Nöroplastisite ya da nöral esneklik nöranların hem anatomik hem de işlevsel olarak yenilenmesine ve yeni sinaptik bağlantıların oluşmasına olanak tanır. Nöroplastisite beynin kendini iyileştirme ve yeniden yapılandırma becerisidir. Sinir sisteminin bu uyum potansiyeli, beynin bozulma ya da yaralanmalardan iyileşmesine imkan verir ve Multiple Skleroz (MS), Parkinson , Bilişsel bozukluk, Alzheimer, Disleksi, Dikkat Eksikliği Hiperaktivite Bozukluğu (DE/HB), İnsomnia,vb. patalojilerden dolayı bozulan yapıların etkilerini azaltır.
Sinaptik esneklik
Beyin, yeni bir öğrenme ya da deneyime dahil olunduğunda beyin, nöral yollar kurar. Nöral yollar ya da devreler kendi aralarında iletişim kuran nöronladan yapılmış yollardır. Bu yollar beyinde öğrenme ve uygulama boyunca yaratılır. Nöronlar, başka nöronlarla kesişme noktası olan sinapsta iletişim kurarlar. Her yeni bilgi kazanıldığında (tekrar edilen uygulamalarla), bahsi geçen nöronlar arasında sinaptik iletişim ya da aktarma artar. Nöronlar arasında daha iyi bir bağlantı, yeni bir yol oluştururken ya da kullanırken, elektrik sinyallerinin daha verimli ilerlediğini gösterir. Örneğin, yeni bir kuşu tanımaya çalışırken belli nöronlar arasında yeni bağlantılar kurulur. Görsel korteks nöronları onun boynunun rengini farkederken, işitsel korteks nöronları o kuşun ve diğer kuşların nasıl çağırıldıklarına dikkat ederler. Kuşun adını ve özelliklerini tanımak için rengine, çıkardığı sese ve ismine tekrar tekrar bakılır. Her yeni bakışta nöral devreyi yeniden ziyaret etmek ve bahsedilen nöronlar arasındaki nöral aktarımları yeniden kurmak sinaptik akratımın daha etkili olmasını sağlar. İlgili nöronlar arasındaki iletişim kolaylaştırılır, bilişsellik daha da hızlı hale getirilir.
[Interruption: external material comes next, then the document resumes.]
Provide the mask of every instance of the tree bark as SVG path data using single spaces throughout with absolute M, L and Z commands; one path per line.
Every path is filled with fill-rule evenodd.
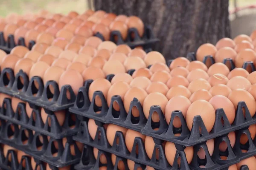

Sinaptik esnekliğe, belki de, beynimizin muhteşem işlenebilirliğinin üzerinde uzandığı kolon diyebiliriz.
Nörojenez
Sinaptik esneklik, mevcut nöronlar arasında, sinaptik alanda iletişimin artırılmasıyla kazanılırken, nörojenez, yeni nöronların doğmasından ve çoğalmasından bahseder. Uzunca bir süre, yetişkin beyninde sürekli nöron doğması düşüncesi sapkın bir fikir olarak algılandı. Bilim insanları nöronların öldüklerine ve yerlerine asla yenilerinin gelmediğine inanıyolardı. Daha çok son yıllarda olmakla beraber, 1944’ten bu yana nörojenezin varlığı bilimsel olarak tesis edilmiştir ve dentat girusta, beyin çıkıntısı ve muhtelemen ön frontal kortekste yer alan ve özel bir tür hücre olan kök hücreler iki ayrı hücreye bölündüklerinde ortaya çıktığını biliyoruz: akson ve dentrites ile donatılmış tam bir nörona dönüşecek olan bir kök hücre ve bir hücre. O yeni nöronlar, onlara hitiyaç duyulan beynin en uzak bölgelerine dahi göç ederler ve böylece beynin nöron tedariğinin tazelemesine müsade etme potansiyeline sahip olurlar. Hayvan ve insan çalışmalarından bilindiği üzere ani nöron ölümlü (örneğin bir felçten sonra) etkili bir nörojenez tetikleyicisidir.